You love your children, but that doesn’t prevent you from seeing their flaws. And if you have a child who makes poor financial decisions, you worry about how he or she will survive when you’re not there to lend a helping hand. Can you protect your child from spending an inheritance too quickly?
A successful estate plan distributes your assets to your family according to your wishes. If you wish to ensure your child spends your inheritance responsibly, you can create a trust that limits how much money he or she receives at once.
Withholding a lump sum
Your estate plan will have many tools that help you manage how your family receives your assets. One tool that enables you to keep your inheritance safe is a spendthrift trust. This type of trust can pay your beneficiary in limited payments, making sure that the person doesn’t receive a lump sum of everything at once.
You decide the distribution rules
When you create your trust, you can work with your attorney to add a spendthrift provision. With this addition, you make rules for how the trust pays out. You may have yearly payments for your child based on the income the trust generates. You can also give a trustee rules for when your child can receive a larger amount.
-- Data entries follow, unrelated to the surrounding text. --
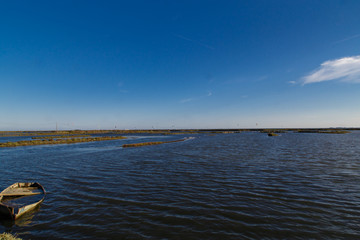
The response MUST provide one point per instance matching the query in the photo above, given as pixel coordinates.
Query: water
(226, 186)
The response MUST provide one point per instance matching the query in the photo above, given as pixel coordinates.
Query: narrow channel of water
(226, 186)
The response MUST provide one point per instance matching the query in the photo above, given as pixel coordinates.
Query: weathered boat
(20, 198)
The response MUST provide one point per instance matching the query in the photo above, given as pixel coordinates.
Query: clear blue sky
(179, 64)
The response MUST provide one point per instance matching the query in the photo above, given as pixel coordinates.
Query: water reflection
(233, 186)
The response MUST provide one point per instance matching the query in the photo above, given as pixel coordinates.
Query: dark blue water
(226, 186)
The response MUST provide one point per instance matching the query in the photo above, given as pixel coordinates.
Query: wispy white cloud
(120, 87)
(194, 41)
(345, 69)
(186, 100)
(347, 39)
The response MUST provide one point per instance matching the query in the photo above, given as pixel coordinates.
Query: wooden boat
(20, 198)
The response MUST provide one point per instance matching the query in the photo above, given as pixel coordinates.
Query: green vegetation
(8, 236)
(330, 131)
(58, 141)
(151, 143)
(62, 136)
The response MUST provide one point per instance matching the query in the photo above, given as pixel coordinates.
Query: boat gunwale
(16, 212)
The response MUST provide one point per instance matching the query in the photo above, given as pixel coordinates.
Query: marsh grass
(151, 143)
(8, 236)
(58, 141)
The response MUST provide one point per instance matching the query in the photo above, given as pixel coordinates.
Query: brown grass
(151, 143)
(58, 141)
(8, 236)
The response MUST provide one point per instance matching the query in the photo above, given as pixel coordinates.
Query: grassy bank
(52, 141)
(151, 143)
(8, 236)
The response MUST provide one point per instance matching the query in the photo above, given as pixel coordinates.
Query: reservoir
(212, 186)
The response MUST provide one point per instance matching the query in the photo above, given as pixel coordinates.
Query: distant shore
(79, 136)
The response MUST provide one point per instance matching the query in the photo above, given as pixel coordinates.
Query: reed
(8, 236)
(58, 141)
(151, 143)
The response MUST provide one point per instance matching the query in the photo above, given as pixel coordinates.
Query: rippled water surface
(226, 186)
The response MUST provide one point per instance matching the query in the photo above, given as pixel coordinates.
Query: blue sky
(179, 64)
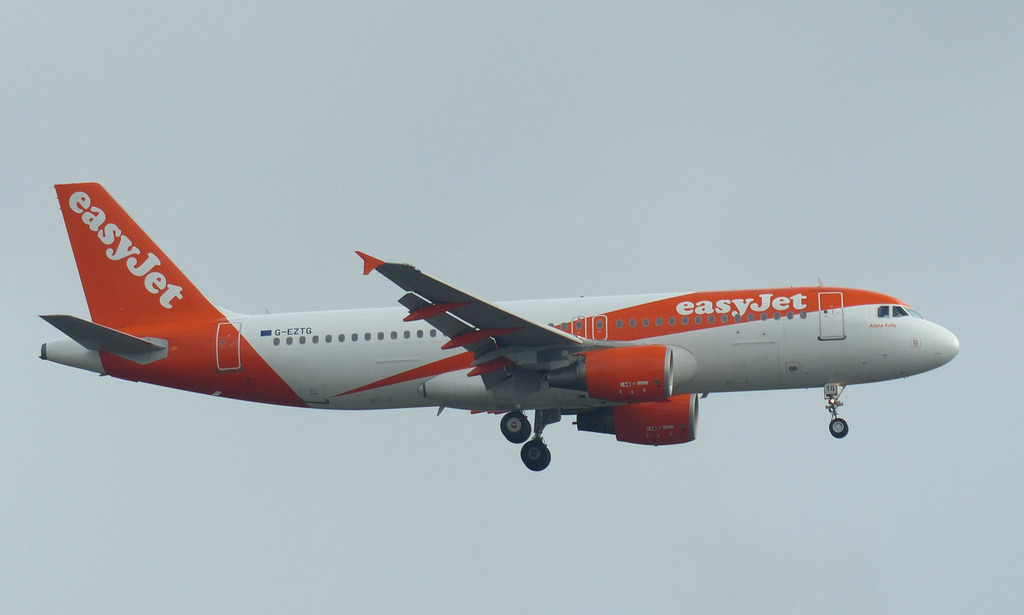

Whatever way you decide to distribute the assets, the trust keeps them safe from your child’s wanton spending habits.
Communication can help prepare your family
As you build your estate plan, your family may disagree with your choices. You may want to speak with your child when you decide to create a spendthrift trust. Even if he or she has a concern, your child will know what to expect when you pass away.
Keeping your child and your assets safe
Once you’re gone, you won’t be able to rescue your family from poor financial decisions. But by limiting how a trust distributes your assets, you can ensure your child won’t blow through an inheritance.